I am always on the look-out for new and old ideas and new schemes of colouring. Colouring, as you are aware, plays an important part in modern dress. I even yet remember with what difficulties my father met when he tried to impose the slightest modifications in the hard, metallic tints which were for so long literally the only colours introduced into dress. An attempt at anything artistic was looked at with terror and suspicion…

To quote but one instance: every woman in Paris possesses some garment in which a combination of blue and green plays a
subtle part. For years my father tried to introduce this eminently becoming harmony of colour. Some of the most beautiful brocades ever made to our own order were tinted in this fashion. But it was not till an accident- in other words, the courage and audacity of one of our handsomest clients- brought the beautifying qualities of this combination before the public that we were ever able to make the experiment on a large scale; and the same may also be said of yellow and pink, pale blue and
violet, and many others of the symphonies of colour now universally adopted. Of course, it is only fair to add that nothing can be more horrible than these violent contrasts, unless combined and imagined by a really artistic eye. But that is more or less true with anything connected with colour and form; for what looks well on a red haired woman makes a brunette look sallow, and so on.

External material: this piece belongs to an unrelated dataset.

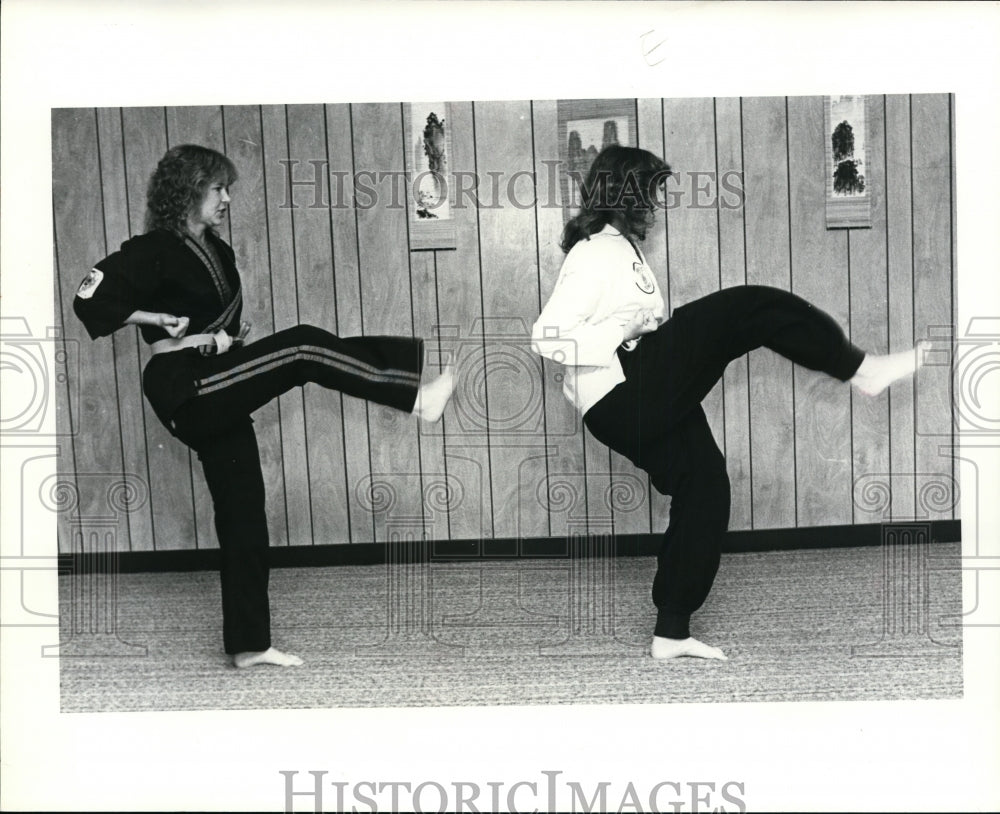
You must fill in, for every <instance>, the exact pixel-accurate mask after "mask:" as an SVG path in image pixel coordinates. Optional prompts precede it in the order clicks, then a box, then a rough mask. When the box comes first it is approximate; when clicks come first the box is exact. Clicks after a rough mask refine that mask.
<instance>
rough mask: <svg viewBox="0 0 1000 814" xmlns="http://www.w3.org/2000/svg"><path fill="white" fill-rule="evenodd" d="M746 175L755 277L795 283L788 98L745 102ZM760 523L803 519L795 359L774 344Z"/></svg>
mask: <svg viewBox="0 0 1000 814" xmlns="http://www.w3.org/2000/svg"><path fill="white" fill-rule="evenodd" d="M743 159H744V162H745V164H744V168H745V173H746V223H747V282H748V283H751V284H758V285H770V286H774V287H775V288H783V289H785V290H786V291H787V290H789V289H790V287H791V269H790V265H789V256H788V250H789V224H788V164H787V161H788V141H787V137H786V130H785V100H784V99H782V98H760V99H746V100H744V103H743ZM750 420H751V422H752V425H753V436H752V438H751V455H752V459H753V472H754V478H753V504H754V527H755V528H782V527H792V526H794V525H795V522H796V518H795V487H796V482H795V445H794V436H793V422H794V409H793V399H792V363H791V362H789V361H788V360H786V359H783V358H781V357H780V356H778V355H777V354H775V353H772V352H771V351H769V350H766V349H761V350H756V351H753V352H752V353H751V354H750Z"/></svg>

Worth’s comments is revealing in that while it’s possible to come up with new fashion ideas, it’s far more difficult to get people to adopt them. In the example he gives, basically it wasn’t until one of Worth’s more influential clients adopted the idea of a harmonizing color scheme of blue and green that it was adopted by others. In short, it took a “fashion influencer.”

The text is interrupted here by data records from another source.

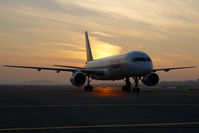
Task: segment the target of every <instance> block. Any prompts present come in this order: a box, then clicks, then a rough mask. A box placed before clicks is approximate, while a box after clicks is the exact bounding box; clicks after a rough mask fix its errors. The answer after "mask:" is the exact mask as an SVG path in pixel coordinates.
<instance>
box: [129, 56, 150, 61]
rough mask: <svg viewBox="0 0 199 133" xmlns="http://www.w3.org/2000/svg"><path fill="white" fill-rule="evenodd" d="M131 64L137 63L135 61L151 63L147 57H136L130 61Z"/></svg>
mask: <svg viewBox="0 0 199 133" xmlns="http://www.w3.org/2000/svg"><path fill="white" fill-rule="evenodd" d="M132 61H133V62H137V61H147V62H151V59H150V58H148V57H136V58H133V59H132Z"/></svg>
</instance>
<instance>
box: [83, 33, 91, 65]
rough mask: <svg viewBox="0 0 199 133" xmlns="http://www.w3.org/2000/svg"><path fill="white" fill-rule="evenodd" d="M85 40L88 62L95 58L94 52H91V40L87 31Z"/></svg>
mask: <svg viewBox="0 0 199 133" xmlns="http://www.w3.org/2000/svg"><path fill="white" fill-rule="evenodd" d="M85 41H86V56H87V62H89V61H92V60H93V56H92V52H91V47H90V42H89V38H88V32H87V31H85Z"/></svg>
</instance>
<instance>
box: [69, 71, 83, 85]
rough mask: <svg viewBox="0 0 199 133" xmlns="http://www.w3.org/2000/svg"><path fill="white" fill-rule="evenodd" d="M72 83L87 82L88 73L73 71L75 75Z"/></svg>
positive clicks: (76, 83)
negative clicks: (85, 74) (86, 79)
mask: <svg viewBox="0 0 199 133" xmlns="http://www.w3.org/2000/svg"><path fill="white" fill-rule="evenodd" d="M70 81H71V83H72V84H73V85H75V86H82V85H84V84H85V82H86V75H85V74H83V73H81V72H75V73H73V77H72V78H71V79H70Z"/></svg>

Illustration from the article.

Worth further discusses fashion inspiration, noting:

As to where I get my ideas: sometimes from a piece of old Church embroidery or a scrap of Louis Quinze brocade, picked up in an old curiosity shop. Often I have reconstituted a whole piece of material from a small breadth taken out of a Court costume or vestment. When I am satisfied, or as satisfied as I am ever likely to be, with a design, it is reproduced to my order in different schemes of colouring, and even of material. I very much enjoy designing picture-costumes. Often an artist will come with his future sitter, and together we will discuss what kind of material and what genre of colouring will suit the lady in question…

I am as ready to take an idea from a primitif [primitive] of a martyred saint as from a Lely or a Gainsborough. There is no greater mistake than to decide too long beforehand on the models of the coming winter or summer, for it is really impossible to tell at any given moment what the coming season will bring forth…for instance, a very bitter winter will to a certainty mean the prevalence of fur on every kind of gown, while an exceptionally mild season brings out light cloths, and even lace.

In this somewhat rambling statement, Worth indicates that inspiration can come from just about anywhere- pretty much something that just about any designer will say. What’s interesting is his observation that one can’t wait for too long in selecting the fashions for the next season and that the weather of a particular season affects the succeeding season- that pretty much sums up the fashion cycle today.

As for changing fashion, Worth notes that :

As for me, I naturally do not concern myself with the popular modes. The moment a fashion becomes exaggerated- in other words, universal—we have to begin to think of something to replace it. I am often asked by English clients whether the big sleeve has come to stay. All I can say is, that exaggeration will kill any model, however becoming. Not only does it make the fashion common, but a woman rarely looks well or artistic in an outré garment.

In the above, Worth gives an abbreviated version of the fashion cycle: fashions are introduced, become exaggerated, and then are replaced by new fashions. The fashion cycle is a constant that’s been present throughout history in one form or another.

Ultimately, while Jean-Philippe Worth’s comments really don’t offer any unique insights in regard to Maison Worth, they do demonstrate that many of fundamental ideas underlying modern fashion design were also present back in the 1890s. In future posts, we hope to unearth more about fashion theory as it applied to the couture of the late Nineteenth and early Twentieth Centuries.